Secondo il giudice, che ha applicato l'articolo 530 comma due del codice di procedura penale, il fatto non sussiste.
Tateo aveva già denunciato l'Azienda Sanitaria che lo aveva licenziato, a suo dire ingiustamenbte, e aveva vinto la causa civile ottenendo un risarcimento di oltre 125 mila euro, e l'annullamento del licenziamento.

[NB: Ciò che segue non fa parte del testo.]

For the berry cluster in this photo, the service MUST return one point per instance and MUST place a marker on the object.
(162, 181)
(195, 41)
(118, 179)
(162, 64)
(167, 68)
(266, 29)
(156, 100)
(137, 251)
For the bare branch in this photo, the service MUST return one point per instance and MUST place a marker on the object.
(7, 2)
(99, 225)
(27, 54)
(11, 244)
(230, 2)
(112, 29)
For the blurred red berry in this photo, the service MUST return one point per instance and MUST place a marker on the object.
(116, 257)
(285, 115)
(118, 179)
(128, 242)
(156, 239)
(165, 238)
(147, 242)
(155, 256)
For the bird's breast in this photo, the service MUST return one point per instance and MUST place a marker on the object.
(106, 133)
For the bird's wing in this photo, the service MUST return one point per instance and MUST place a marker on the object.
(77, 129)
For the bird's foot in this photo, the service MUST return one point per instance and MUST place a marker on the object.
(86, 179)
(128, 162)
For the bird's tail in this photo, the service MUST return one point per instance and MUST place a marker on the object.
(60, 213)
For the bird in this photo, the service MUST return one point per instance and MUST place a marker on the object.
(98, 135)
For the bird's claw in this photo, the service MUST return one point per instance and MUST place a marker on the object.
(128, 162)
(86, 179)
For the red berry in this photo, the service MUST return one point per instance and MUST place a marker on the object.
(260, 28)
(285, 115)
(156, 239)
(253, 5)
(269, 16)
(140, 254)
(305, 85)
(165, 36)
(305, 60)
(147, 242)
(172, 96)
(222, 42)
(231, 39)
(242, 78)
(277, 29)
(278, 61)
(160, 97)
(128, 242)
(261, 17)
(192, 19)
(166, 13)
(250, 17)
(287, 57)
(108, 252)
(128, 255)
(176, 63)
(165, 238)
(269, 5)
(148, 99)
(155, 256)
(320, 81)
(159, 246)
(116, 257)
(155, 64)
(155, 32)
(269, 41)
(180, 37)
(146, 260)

Il suo difensore, l'avvocato Salvatore Scuto, dopo la sentenza aveva denunciato, fra l'altro, «una gogna mediatica che ha accompagnato il professionista per tutto l'iter giudiziario, sulla base del nulla, senza avere una minima cura di attendere quantomeno la prima sentenza». L'avvocato Scuto aveva aggiunto: «Questa assoluzione ci rincuora, ci rasserena, ma sicuramente quello che ha passato il mio assistito sarà difficile che lui lo possa superare, soprattutto per questa esposizione mediatica veramente feroce di cui è stato vittima».
Per parte sua, dopo la sentenza, Emanuela Pedri, sorella della ginecologa, ha affidato uno sfogo alla pagina Facebook “Verità per Sara Pedri”, nel quale scrive, fra l'altro: «I protagonisti di questa brutta storia sono tanti, non si tratta solo di Sara, potrebbe sembrare così perché il suo nome ha fatto il giro d’Italia entrando nei cuori di tante famiglie che l'hanno conosciuta attraverso di noi, affezionandosi sempre di più a lei, ma è anche la storia di altre famiglie, perché anche se di loro non si parla, ci sono 20 dottoresse parti offese che per quasi 4 anni hanno raccontato alla Procura di aver subito mobbing anche negli anni prima dell'arrivo di Sara, nello stesso reparto di ginecologia e ostetricia all'ospedale Santa Chiara di Trento».